New Poetry Contest Announced for High School Students

High school students across West Virginia have the chance to participate in a poetry competition that could land them a trip to the nation's capital. The "Poetry Out Loud" contest features students memorizing and reciting poetry for an audience, and helps students develop public speaking skills, build self-confidence and learn about their literary heritage. Dec. 1 is the deadline to register with the state Division of Culture and History. The competition begins at the school level, with winners advancing to the March state competition in Charleston. Winners from each state and U.S. territory compete at the national finals in Washington next April. The state champion receives $200 and a trip to the national finals. Their school also receives $500 to purchase poetry books.

Gov. To Hold Holiday Parites At The Culture Center

About 5,600 West Virginians have been invited to attend the governor's annual holiday parties. The guest list includes constituents, public officials and journalists. The invitation-only events will be held Dec. 5 and Dec. 6 at the Culture Center in Charleston. There also will be tours of the Governor's Mansion. Gov. Earl Ray Tomblin and first lady Joanne Tomblin moved the parties from the mansion to the Culture Center last year.
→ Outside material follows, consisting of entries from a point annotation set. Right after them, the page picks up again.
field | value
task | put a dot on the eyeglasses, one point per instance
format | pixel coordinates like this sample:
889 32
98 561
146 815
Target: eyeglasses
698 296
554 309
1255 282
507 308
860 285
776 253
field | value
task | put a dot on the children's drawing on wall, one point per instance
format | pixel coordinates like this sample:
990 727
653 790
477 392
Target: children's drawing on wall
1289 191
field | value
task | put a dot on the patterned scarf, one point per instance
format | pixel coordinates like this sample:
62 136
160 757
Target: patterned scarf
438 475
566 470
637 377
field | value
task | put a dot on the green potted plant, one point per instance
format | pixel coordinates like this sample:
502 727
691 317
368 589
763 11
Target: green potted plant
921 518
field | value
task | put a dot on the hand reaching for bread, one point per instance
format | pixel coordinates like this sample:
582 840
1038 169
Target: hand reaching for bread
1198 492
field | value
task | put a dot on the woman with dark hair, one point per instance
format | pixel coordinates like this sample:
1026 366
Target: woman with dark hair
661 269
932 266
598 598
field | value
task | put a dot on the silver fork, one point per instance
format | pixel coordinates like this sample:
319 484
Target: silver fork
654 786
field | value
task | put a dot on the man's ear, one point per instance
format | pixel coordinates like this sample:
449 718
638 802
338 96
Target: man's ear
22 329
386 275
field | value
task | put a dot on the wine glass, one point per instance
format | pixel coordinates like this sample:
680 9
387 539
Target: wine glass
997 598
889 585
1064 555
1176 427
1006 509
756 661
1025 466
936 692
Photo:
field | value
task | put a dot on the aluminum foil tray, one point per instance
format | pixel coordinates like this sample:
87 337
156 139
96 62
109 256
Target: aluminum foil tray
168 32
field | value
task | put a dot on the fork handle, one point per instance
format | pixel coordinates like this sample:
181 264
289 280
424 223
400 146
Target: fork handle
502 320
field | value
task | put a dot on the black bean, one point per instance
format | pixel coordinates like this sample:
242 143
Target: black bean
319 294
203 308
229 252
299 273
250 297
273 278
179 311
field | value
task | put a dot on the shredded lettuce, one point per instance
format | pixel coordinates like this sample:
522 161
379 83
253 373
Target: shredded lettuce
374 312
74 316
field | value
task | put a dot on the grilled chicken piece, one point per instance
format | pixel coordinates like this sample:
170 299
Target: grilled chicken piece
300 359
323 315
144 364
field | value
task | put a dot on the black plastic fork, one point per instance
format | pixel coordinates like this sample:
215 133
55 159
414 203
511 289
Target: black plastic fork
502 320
Tomblin previously had held the parties in a 2,000-square-foot rented tent on the mansion's grounds.

Fracking Approved At George Washington National Forest

Fracking will be allowed in parts of the 1.1-million-acre George Washington National Forest. The US Forest Service originally planned to ban fracking in the forest, but energy companies cried foul after a draft of the plan was released in 2011. It would have been the first outright ban on the practice in a national forest. A representative with the Ag Department says fracking is already allowed at other national forests throughout the country, and the forest service didn't want to change the policy.